Final Progress Reports: University of North Carolina-Chapel Hill: Research Translation Core

Superfund Research Program

Research Translation Core

Project Leader: Kathleen Gray
Grant Number: P42ES005948
Funding Period: 2006-2018
View this project in the NIH Research Portfolio Online Reporting Tools (RePORT)

Project-Specific Links

Connect with the Grant Recipients

Visit the grantee's eNewsletter page Visit the grantee's Twitter page Visit the grantee's Video page

Final Progress Reports

Year:   2017 

Empowering communities to reduce exposure to toxic metals. Since 2016, the UNC SRP Research Translation Core (RTC) has partnered with community leaders in Stokes and Wayne Counties, NC to reduce exposures to toxic metals in private well water. In addition to the RTC and community partners, the team included the Elucidating Mechanisms of Heavy Metal-Induced Toxicity and Disease led by Rebecca Fry, Ph.D., the Chemistry and Analytical Core, and Duke University’s Environmental Stable Isotope Laboratory led by Avner Vengosh, Ph.D. At the outset, the RTC surveyed over 130 private well owners to understand how residents used well water and inform development of a sampling plan. Then scientists and RTC staff sampled 60 residents' soil, tap and well water. Samples were analyzed by the SRP Chemistry and Analytical Core (kitchen tap water), Vengosh's lab (well water), and the EPA's National Exposure Research Laboratory (soil). The RTC shared individual results with residents using a report-back protocol that included: (a) easy-to-read graphics comparing results to relevant federal/state guidelines, and (b) information about potential health risks of exposure to contaminants exceeding guidelines. Fry presented aggregated results at community meetings, placing individual results in a larger context. Next, the team focused on reducing harmful exposures using evidence-based, affordable solutions, such as pitcher filters capable of removing arsenic and other metals from water. Residents whose samples had high levels of arsenic or lead received filters. Analysis of samples at UNC revealed that the pitchers effectively removed arsenic, lead, and other contaminants to levels well below the relevant EPA Maximum Contaminant Levels.

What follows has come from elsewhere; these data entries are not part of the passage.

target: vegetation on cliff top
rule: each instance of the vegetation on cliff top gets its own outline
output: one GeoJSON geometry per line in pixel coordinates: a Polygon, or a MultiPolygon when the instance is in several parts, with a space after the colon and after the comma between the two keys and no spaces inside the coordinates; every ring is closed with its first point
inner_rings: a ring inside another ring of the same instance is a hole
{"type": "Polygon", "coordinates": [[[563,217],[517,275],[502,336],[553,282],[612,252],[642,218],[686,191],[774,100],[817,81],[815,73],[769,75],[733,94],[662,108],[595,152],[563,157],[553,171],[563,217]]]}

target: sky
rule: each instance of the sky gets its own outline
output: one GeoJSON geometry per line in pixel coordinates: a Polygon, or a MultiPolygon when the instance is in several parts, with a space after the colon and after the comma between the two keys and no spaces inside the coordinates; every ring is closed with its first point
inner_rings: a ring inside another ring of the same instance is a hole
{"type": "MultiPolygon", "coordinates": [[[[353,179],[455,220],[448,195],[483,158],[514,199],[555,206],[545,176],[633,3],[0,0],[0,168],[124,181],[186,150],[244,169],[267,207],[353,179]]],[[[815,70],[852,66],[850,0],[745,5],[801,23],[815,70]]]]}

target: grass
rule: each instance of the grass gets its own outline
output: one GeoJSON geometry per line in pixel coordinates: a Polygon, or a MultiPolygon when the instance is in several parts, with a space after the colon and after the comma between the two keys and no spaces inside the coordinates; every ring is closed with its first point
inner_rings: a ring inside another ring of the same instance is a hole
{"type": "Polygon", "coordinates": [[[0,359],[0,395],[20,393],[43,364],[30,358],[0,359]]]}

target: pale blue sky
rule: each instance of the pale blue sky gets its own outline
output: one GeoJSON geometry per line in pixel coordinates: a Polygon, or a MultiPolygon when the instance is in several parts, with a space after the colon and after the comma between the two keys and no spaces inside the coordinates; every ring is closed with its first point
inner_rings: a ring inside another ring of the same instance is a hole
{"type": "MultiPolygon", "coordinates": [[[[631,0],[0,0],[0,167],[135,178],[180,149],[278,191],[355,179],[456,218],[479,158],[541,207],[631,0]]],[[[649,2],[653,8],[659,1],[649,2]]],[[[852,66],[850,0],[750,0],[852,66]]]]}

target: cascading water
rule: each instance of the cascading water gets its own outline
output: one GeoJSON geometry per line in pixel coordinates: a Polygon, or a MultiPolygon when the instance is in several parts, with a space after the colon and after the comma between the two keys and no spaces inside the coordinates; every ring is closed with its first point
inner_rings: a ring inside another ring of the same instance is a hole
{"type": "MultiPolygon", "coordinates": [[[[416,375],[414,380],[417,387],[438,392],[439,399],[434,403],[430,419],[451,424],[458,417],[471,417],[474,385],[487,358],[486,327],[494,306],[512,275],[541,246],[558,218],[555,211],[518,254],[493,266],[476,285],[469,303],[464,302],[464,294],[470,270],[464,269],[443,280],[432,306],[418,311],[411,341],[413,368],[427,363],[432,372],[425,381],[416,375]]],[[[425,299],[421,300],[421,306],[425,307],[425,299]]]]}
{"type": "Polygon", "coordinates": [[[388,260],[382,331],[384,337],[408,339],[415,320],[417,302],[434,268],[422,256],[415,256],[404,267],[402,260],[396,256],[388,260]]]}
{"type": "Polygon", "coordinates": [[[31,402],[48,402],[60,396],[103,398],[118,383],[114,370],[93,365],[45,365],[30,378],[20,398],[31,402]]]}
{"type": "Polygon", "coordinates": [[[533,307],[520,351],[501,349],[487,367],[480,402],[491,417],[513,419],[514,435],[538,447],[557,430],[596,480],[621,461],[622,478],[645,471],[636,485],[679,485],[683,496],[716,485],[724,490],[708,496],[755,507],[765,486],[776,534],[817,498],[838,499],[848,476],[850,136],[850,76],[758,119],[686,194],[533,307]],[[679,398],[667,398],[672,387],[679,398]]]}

Improving communication of fish consumption advisories with vulnerable populations. In June 2017, the UNC SRP Research Translation Core (RTC), in collaboration with the Center for Human Health and the Environment at NC State University, convened 15 stakeholders involved with fish consumption advisories (FCAs) in North Carolina to discuss opportunities to improve FCA messaging and communication, particularly for vulnerable populations such as subsistence fishermen. Participants included representatives from NC Cooperative Extension, NC Department of Environmental Quality, NC Department of Health and Human Services Division of Public Health, NC Wildlife Resources Commission, several environmental nonprofits, and a fishing association. Following the meeting, RTC Leader Kathleen Gray met individually with 24 stakeholders across the state to learn how FCAs are currently communicated to the public, understand challenges to effective communication, and identify opportunities for creative approaches and partnerships that could improve FCA communication. As a result, the RTC also gained insight into science teaching practices and beliefs of informal science educators, which may have implications beyond North Carolina for individuals and organizations that educate the public about FCAs as well as for understanding approaches to fostering environmental health literacy. The UNC SRP research team is developing a case study highlighting the efforts of several stakeholders who appeared to be successfully enhancing environmental health literacy among fishing populations in their communities. In the coming year, the researchers expect to reconvene the group and develop recommendations for improved FCA communication and coordination among stakeholder agencies. They also anticipate working with select partners to pilot test an expansion of successful strategies identified during the stakeholder interviews.